What I have decided is that they are mad that nobody else wants to rent the place so they are taking it out on us and trying to  have a case to keep our $1000 security deposit.    That is the only thing I can think of because it is not destroyed at all.   My heart just aches that someone would accuse us of destroying their home, we are not that kind of people.   We are kind people who take care of things no matter whose things they are.    We are certainly not the kind of people who would trash someone else's house and destroy their yard.    I wish I could just let it go, but I just can't, it makes me so sad that other people can be like that.    People are so shady anymore and only looking out for themselves.  

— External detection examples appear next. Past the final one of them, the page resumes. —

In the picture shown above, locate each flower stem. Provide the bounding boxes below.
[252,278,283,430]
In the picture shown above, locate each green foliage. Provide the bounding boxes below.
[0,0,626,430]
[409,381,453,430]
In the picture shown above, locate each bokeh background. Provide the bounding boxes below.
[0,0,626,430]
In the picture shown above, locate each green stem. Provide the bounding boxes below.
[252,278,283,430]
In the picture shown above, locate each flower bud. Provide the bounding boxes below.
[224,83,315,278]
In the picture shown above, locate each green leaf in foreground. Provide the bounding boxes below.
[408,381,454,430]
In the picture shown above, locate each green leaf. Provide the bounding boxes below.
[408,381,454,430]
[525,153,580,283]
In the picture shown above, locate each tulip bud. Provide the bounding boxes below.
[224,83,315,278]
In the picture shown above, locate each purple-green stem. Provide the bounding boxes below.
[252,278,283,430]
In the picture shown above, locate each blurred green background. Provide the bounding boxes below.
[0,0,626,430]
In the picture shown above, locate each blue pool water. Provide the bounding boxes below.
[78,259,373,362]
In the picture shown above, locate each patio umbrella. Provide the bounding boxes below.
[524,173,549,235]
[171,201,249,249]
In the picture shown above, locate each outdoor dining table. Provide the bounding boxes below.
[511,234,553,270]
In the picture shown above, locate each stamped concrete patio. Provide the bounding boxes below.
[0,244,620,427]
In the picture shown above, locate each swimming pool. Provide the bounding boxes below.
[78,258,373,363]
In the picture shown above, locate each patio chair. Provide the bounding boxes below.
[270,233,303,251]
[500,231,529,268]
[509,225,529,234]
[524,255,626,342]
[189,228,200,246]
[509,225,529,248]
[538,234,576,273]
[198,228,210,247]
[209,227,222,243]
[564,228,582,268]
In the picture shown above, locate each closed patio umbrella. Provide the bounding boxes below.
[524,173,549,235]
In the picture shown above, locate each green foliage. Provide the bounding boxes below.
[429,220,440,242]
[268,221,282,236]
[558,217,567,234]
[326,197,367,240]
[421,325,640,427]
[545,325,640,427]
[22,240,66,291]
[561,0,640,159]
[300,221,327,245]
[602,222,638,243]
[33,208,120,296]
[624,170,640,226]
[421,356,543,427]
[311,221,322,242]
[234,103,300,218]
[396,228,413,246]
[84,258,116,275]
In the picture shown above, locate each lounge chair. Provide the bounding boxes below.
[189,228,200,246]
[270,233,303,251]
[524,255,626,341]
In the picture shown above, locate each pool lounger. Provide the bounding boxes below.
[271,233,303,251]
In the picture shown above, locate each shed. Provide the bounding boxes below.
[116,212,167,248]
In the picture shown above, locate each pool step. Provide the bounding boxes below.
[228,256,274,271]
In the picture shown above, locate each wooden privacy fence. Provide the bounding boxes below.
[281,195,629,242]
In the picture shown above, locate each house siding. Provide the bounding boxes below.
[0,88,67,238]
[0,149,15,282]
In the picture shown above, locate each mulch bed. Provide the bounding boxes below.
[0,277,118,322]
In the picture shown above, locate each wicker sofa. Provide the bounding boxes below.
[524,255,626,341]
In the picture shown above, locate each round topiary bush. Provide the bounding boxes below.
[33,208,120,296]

I hate to say it but it has really changed me in the last five years.   I used to be that person who was always thinking about someone else and doing things for others.  You know, that person who when someone's mother dies, I would cook a meal and bring it over.  Or someone was having a baby and I would cook a meal and bring it over and give you some baby clothes that I had laying around the house without asking for a thing in return.    I would do my best to remember events going on in other people's lives and remember to email or call and check up on them to see how they are doing, etc.    Gradually I am finding myself not caring anymore because it seems like nobody even appreciates it.    That makes me really sad.